The men’s movement has been instrumental in bringing out men’s stories as they become fathers. Over and again is heard the tale of sexual rejection—men feeling shut out of the loving twosome of the mother and baby bond. I posit this is largely the response to an earlier rejection—by their own mothers, which, from a baby’s point-of-view, is primal sexual rejection. This is displaced upon the wife who then is manipulated into rejecting her husband’s sexual advances. She is manipulated by the way her husband comes onto her sexually—with confused signals. Here he is, the father of her baby, acting more like a baby than her lover and wanting her to fill a need that optimally should have been met a generation ago by his own mother.
What I hope to evoke with this article is compassion based on a new understanding of how primal psychology colors sexuality. For a long time mothers have felt guilty for not arising erotically to their husband’s desires after the children come…. A woman can come to understand that if her mate wasn’t breastfed by a sexually mature woman, he, himself, may be as responsible for her disinclination toward having sex now as she is.
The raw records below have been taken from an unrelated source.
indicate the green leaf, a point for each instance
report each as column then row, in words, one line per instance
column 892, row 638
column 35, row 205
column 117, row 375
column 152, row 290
The way I see it, we are in this procreation journey together. There are as many mysteries of the masculine to discover as there are mysteries of the feminine. Monogamy is the crucible for this enlightening mix of genders. With trust and honest communication we can become partners-in-love as parents. Within the healing journey may be excursions to the past, the primal unmet needs of either or both of the parents. These museum tours of pain are important to explore for the evolution of the possible family, for it is a rare child who is cared for in a whole way and allowed to nurse for several years based on her needs…. If both partners show compassion, we can come together free of the old patterns of sexuality that inhibit our mature, human sexuality and fullness of joy.